On Tue, Oct 31, 2017 at 3:15 PM, William Sheffler email@example.com wrote:
Thank you all kindly for your responses! Based on your encouragement, I will pursue an ndarray subclass / __array_ufunc__ implementation. I had been toying with np.set_numeric_ops, which is less than ideal (for example, np.ndarray.around segfaults if I use set_numeric_ops in any way).
A second question: very broadly speaking, how much 'pain' can I expect trying to use an np.ndarray subclass in the broader python scientific computing ecosystem, and is there general consensus that projects 'should' support ndarray subclasses?

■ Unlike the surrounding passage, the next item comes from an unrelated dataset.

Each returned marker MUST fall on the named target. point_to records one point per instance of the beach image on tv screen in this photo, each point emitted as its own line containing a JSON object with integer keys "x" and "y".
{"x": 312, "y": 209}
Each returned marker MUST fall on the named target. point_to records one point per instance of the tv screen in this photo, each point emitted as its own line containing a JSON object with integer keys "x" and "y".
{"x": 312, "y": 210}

That depends on what the ndarray subclass does, which methods it overrides, and what the function uses. My guess is that most general code uses np.asarray and then assume it behaves like an ndarray, the actual behavior will be what non ufuncs are doing with it, e.g. what does np.linalg.pinv(my_array) @ np.ones(len(my_array)) return.
We spent a *long time* sorting out the messy details of __array_ufunc__
, especially for handling interactions between different types, e.g., between numpy arrays, non-numpy array-like objects, builtin Python objects, objects that override arithmetic to act in non-numpy-like ways, and of course subclasses of all the above.

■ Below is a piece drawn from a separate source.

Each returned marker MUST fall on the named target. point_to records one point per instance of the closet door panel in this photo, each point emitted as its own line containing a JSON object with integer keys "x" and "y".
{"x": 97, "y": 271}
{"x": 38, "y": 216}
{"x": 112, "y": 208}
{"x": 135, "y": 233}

We hope that we have it right this time, but as we wrote in the NumPy
1.13 release notes "The API is provisional, we do not yet guarantee backward compatibility as modifications may be made pending feedback." That said, let's give it a try!
If any changes are necessary, I expect it would likely relate to how we
handle interactions between different types. That's where we spent the majority of the design effort, but debate is a poor substitute for experience. I would be very surprised if the basic cases (one argument or two arguments of the same type) need any changes.